Sunday, September 10, 2000

Few fired up about stop-smoking classes

The Associated Press

        COLUMBUS — Local agencies trying to help people quit smoking are finding business tough to come by these days.

        The Franklin County unit of the American Cancer Society canceled 48 anti-smoking classes this summer because of a lack of interest. The Central Ohio Breathing Association said it enrolled 250 smokers in classes this year compared with almost 1,600 last year.

        “We've knocked our heads against the wall trying to figure out how we can encourage smokers to stop,” said Candi Rotolo, director of prevention and detection for the cancer society.

        Ms. Rotolo said that when she told some smokers about the cancellations, she “heard them cry over the telephone because they were psychologically ready to stop.”

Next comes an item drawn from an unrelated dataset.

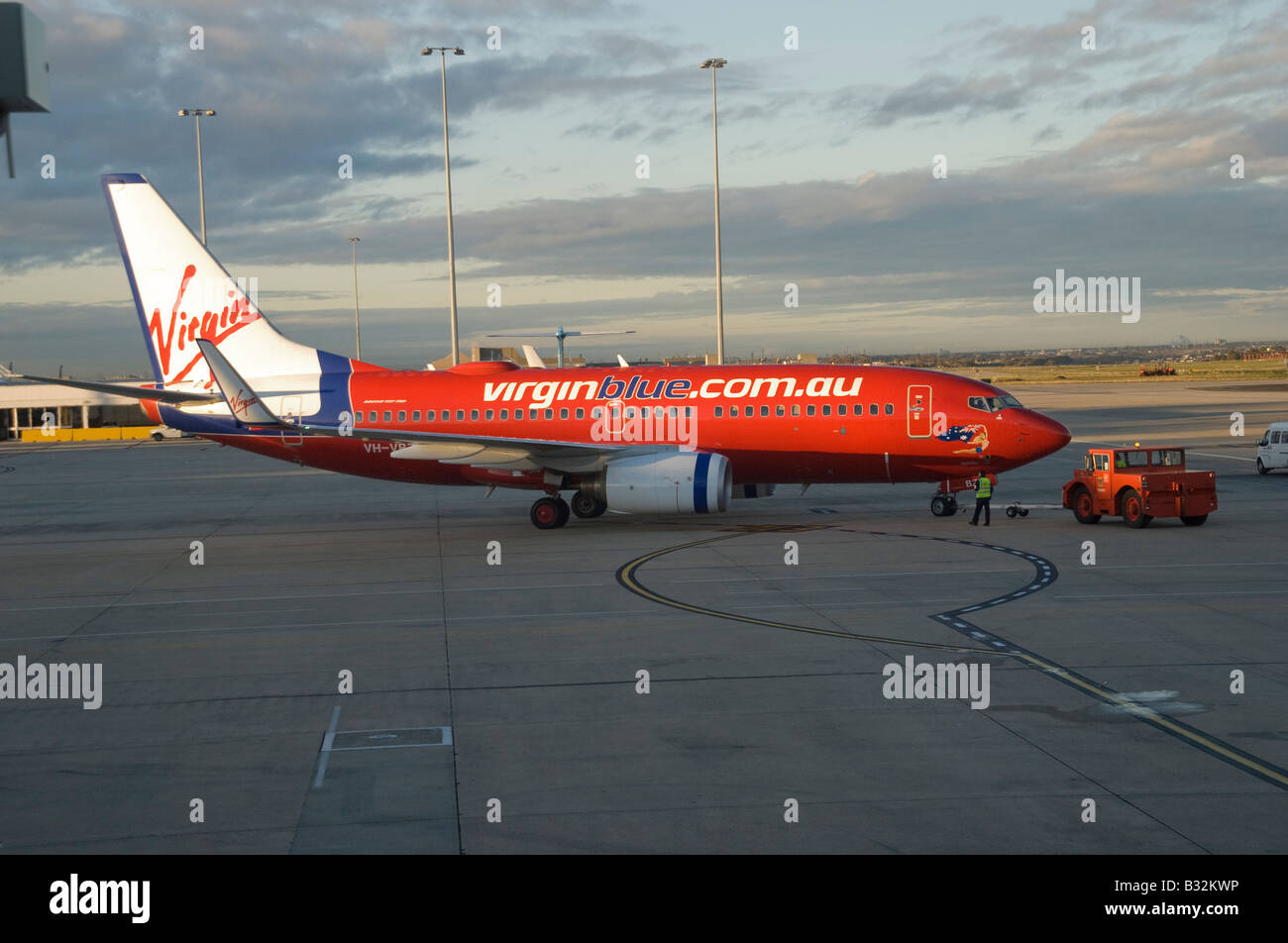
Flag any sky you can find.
[0,0,1288,376]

        “I'm extremely frustrated,” said Marie Collart, the breathing association's executive director. “We've put together the best package we can, and smokers are not reaching for it.”

        Health care advocates wish they could attribute the decline to fewer smokers, but that figure has hovered around 26 percent for seven years in Ohio.

        Traditional smoking cessation programs rely on education, behavior modification and group support. They consist of four to 12 one-hour meetings.

        Ohio has dedicated $1.25 billion of the $10.1 billion tobacco settlement to stop-smoking and anti-smoking programs.